Chantal Scott and James Cronier signed a contract with the company Golden Oaks Rent 2 Own Canada for a three-bedroom, 2,000-square-foot townhouse in the east Ottawa suburb of Orleans.
The couple had been living in a small public housing unit with their six children and said they could not afford a larger home. Then they heard the rent-to-own company's radio advertisement and thought the idea was perfect for them.
The agreement, in the eyes of the couple, stated you pay a $10,000 down payment then $1,800 per month in rent, which would ultimately lead to purchasing the home in about five years.
The contract also stated the couple would receive the down payment back as a credit after they had officially purchased the home.
"We figured it was a great opportunity to be able to own a home that's bigger, and more suitable for a family of eight," said Scott. "So they showed us a whole bunch of houses."
3-day deadline to move, family says
The family moved into their new home on June 21, but the red flags immediately appeared.
A man, who the family could not identify, called them before they even had a night's sleep under their new roof to ask for 12 cheques. Scott said he claimed he needed the money to take a mortgage out on the home "immediately."
Scott said she then called the company's owner, Jean-Claude Lacasse, who also owns the parent company Golden Oaks Enterprises. After getting no answer, she called a lawyer who informed her Lacasse had multiple lawsuits filed against him.
The couple said they then got a call from an investor named Christopher Steeves. A statement of claim reveals Steeves is suing Golden Oaks Enterprises for $505,000 in damages. Scott says Steeves told them they had to move out.
"We were told to pack up and ship out," she said. "Thank God we contacted Ottawa Housing because our place was rented, adding the family is now unpacking back at its old housing unit."
"We would have been on the streets. We would have been a family of eight living nowhere because of this."
Lawsuits total $2.5M in damages
CBC News has learned 18 people have filed lawsuits against Lacasse in the past three months, adding up to $2.5 million.
Another investor, Umair Chaudhari, says he put $100,000 into Golden Oaks Enterprises and was promised a more than 30 percent return after 3 months plus his principal back. But he says he is still owed the money and plans on suing.
Scott, Cronier and their six children can't afford a lawyer to sue Lacasse, they say, so they contacted Ottawa police, who could not confirm an investigation is underway.

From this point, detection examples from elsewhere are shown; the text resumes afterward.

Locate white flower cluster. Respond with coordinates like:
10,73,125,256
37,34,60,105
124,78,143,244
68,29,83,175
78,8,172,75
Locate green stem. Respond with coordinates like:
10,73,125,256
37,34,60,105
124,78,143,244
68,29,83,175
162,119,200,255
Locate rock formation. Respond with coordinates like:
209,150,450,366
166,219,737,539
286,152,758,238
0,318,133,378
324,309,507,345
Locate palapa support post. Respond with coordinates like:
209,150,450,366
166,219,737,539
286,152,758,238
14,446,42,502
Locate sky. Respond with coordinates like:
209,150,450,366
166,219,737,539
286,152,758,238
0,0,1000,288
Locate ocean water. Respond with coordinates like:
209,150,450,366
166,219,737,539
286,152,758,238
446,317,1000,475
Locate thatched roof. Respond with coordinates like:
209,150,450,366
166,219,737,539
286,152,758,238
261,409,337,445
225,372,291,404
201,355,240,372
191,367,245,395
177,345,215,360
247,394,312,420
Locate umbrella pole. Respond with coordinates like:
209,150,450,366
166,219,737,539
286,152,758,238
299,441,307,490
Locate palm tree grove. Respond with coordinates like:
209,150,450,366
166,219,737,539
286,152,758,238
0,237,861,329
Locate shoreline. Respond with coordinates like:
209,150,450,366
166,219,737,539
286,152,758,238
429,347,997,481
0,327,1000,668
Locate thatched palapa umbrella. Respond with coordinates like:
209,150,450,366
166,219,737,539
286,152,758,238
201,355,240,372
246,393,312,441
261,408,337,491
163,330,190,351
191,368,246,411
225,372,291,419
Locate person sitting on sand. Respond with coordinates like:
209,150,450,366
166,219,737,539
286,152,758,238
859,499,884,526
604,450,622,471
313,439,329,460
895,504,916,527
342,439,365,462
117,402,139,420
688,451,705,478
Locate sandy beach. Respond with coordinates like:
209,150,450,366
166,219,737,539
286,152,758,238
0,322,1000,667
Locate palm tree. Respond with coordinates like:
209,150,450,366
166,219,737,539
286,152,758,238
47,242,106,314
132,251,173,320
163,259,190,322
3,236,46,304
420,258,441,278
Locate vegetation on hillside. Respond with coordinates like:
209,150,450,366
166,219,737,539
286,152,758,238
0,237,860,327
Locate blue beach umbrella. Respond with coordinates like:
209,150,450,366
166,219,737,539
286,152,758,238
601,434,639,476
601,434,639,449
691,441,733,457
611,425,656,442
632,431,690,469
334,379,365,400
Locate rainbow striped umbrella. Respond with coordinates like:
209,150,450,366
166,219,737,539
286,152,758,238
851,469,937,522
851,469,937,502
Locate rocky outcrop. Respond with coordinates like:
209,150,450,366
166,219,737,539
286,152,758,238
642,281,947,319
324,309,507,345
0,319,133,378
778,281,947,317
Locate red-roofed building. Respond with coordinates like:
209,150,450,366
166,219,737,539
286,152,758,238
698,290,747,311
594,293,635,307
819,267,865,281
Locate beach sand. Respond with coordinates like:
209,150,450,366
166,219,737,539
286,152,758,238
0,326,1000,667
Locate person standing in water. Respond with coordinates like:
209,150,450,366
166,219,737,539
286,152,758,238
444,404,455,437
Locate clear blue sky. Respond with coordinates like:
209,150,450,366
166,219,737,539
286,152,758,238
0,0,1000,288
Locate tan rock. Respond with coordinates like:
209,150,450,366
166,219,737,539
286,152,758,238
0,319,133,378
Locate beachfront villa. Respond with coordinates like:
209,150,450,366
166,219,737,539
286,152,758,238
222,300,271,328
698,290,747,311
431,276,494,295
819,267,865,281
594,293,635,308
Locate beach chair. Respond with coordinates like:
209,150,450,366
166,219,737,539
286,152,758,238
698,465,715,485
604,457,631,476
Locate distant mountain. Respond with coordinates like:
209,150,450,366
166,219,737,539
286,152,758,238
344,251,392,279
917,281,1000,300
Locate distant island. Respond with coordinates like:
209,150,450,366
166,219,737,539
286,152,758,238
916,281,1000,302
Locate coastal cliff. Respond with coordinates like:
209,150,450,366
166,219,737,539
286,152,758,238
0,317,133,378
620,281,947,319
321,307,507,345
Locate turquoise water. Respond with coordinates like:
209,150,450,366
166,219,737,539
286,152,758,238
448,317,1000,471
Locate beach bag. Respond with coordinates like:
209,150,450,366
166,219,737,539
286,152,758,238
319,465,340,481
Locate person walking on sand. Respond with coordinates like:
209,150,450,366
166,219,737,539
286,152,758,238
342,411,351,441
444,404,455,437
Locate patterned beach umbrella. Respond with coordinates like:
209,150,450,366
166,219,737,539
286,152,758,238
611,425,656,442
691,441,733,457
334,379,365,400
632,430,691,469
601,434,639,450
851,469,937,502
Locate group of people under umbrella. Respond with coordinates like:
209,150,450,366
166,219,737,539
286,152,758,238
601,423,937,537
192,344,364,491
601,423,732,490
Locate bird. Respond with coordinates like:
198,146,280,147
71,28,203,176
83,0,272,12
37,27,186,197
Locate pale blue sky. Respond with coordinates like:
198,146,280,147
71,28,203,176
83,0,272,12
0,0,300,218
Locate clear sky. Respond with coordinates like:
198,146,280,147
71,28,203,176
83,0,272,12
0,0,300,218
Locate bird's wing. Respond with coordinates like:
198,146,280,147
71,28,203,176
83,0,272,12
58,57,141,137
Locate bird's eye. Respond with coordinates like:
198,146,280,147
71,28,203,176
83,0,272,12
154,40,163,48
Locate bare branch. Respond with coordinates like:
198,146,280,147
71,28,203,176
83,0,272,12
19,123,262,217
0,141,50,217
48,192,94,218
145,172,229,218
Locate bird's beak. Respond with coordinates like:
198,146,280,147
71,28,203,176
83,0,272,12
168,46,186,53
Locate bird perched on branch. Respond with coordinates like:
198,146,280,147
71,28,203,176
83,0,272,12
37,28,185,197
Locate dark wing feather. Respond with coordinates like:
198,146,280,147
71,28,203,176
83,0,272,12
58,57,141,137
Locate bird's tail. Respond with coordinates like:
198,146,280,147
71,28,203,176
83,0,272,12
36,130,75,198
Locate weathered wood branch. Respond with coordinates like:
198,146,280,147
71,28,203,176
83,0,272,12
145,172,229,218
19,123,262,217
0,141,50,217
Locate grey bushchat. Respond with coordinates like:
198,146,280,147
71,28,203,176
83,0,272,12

Owner promises refund Tuesday
Soon after the family spoke to CBC, Lacasse called Scott, claiming he would refund all their money by July 2. But the family continues to live out of boxes and suitcases.
"We had to take time off work," said Scott. "We're losing income for the week. This is hard on my kids. We transferred their schools.
"We said all our goodbyes to the area we were living in, and to go back it's kind of embarrassing. To have to explain this situation to people … everything is gone. Every penny in my account is gone.
"I explained to [police] I don't have weeks and I don't have months and I said somebody needs to put a stop to this …. It's every person's dream, and it becomes a nightmare."
Lacasse did not reply to CBC's requests for an interview through emails or phone messages. Nor did he answer the door when CBC News went to his home. As well, his office's door was locked and answering machine full.